1) Are you spending regular time alone with God in prayer and study of His word?

2) Are you spending quality time with Cindy?

3) Are you walking according to God’s revealed will for your life?

4) Has your thought life been pure?

5) Have you lied about any of the above answers?

He also had my permission to call me at “unexpected” times to ask me the same questions.

In his chapter called, “The Power of Deception”, Jerry Jenkins says, “Knowing our own weaknesses is one way to begin tilling the soil for the seeds of the hedges that will protect us.” Men, it’s so important to identify our area(s) of weakness now before we’re attacked. A good military commander always identifies the areas of potential weakness in their defense perimeters. That’s where weapons and resources are concentrated so that when the attack comes, the enemy will be turned back.

Give your wife “A Gift of Love” this week. Identify your weak areas and plant hedges, and fortify your defensive perimeters to protect yourself and your marriage.

Another area of concern that all of us needs to be careful of is in having opposite-sex friendships. It’s not that it isn’t possible to have healthy opposite-sex friendships; however, we need to make sure we safeguard ourselves appropriately because of the complications that could arise.

One resource we’ve been given permission to offer you is a questionnaire called “20 Questions for Guiding Opposite Sex Friendships in Marriage” by Dr.

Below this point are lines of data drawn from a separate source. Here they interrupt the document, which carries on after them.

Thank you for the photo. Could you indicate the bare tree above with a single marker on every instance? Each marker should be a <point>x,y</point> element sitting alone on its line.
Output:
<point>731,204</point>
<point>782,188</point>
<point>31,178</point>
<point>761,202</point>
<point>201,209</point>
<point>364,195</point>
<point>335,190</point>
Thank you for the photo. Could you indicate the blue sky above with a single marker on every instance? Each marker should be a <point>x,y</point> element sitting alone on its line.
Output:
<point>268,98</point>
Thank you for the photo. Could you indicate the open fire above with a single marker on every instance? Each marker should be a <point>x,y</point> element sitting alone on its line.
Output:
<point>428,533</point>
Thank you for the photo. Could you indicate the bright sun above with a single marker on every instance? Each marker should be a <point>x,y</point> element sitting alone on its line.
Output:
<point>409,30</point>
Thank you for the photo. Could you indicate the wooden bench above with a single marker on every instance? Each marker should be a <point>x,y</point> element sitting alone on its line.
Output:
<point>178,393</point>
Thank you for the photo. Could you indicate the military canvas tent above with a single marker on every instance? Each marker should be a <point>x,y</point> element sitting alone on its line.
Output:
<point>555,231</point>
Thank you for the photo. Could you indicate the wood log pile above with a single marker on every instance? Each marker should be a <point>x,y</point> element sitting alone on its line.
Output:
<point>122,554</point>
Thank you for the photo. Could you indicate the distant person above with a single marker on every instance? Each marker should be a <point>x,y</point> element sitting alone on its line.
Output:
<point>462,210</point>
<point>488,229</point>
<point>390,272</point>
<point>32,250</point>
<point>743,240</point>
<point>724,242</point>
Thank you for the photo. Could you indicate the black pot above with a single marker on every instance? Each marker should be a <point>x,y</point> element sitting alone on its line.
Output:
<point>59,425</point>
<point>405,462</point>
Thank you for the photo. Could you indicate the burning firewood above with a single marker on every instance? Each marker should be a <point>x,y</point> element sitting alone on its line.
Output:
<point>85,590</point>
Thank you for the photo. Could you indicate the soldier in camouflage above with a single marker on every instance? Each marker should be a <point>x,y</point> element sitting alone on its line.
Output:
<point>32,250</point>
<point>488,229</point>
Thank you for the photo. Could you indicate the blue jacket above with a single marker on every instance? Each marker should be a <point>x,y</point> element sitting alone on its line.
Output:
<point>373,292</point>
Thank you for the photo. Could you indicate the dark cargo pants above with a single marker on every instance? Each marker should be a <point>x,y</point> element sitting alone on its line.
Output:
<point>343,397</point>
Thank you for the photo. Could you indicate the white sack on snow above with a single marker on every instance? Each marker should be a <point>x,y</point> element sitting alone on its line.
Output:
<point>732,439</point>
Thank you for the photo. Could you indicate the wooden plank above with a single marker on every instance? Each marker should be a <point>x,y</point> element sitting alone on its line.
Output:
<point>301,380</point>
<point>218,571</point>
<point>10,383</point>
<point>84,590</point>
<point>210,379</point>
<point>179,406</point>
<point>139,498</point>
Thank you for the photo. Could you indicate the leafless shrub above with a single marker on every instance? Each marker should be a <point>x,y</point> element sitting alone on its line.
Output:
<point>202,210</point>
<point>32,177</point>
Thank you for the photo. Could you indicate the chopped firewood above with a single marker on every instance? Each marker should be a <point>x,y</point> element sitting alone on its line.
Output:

Todd Linaman (which we have posted on our web site in the “Communication” section. It’s a resource from Family Life Communications that’s intended to help couples determine if there’s a potential threat to your marriage in this area plus it offers helpful guidelines to consider safeguarding your marriage in light of this situation.

Also, if you’d like to get a copy of Jerry Jenkins’, Loving Your Marriage Enough to Protect It, it’s published by Moody Press. We’d highly recommend both of these resources because both of them give some very sound information on how to honor your marriage, and safeguard your hearts from possible future temptations. It’s better to prevent something from happening rather than be sorry later.

We pray all of this has been helpful for you. Please know our love and prayers are with you as together we strive to make our marriages convey the love of Christ in every way.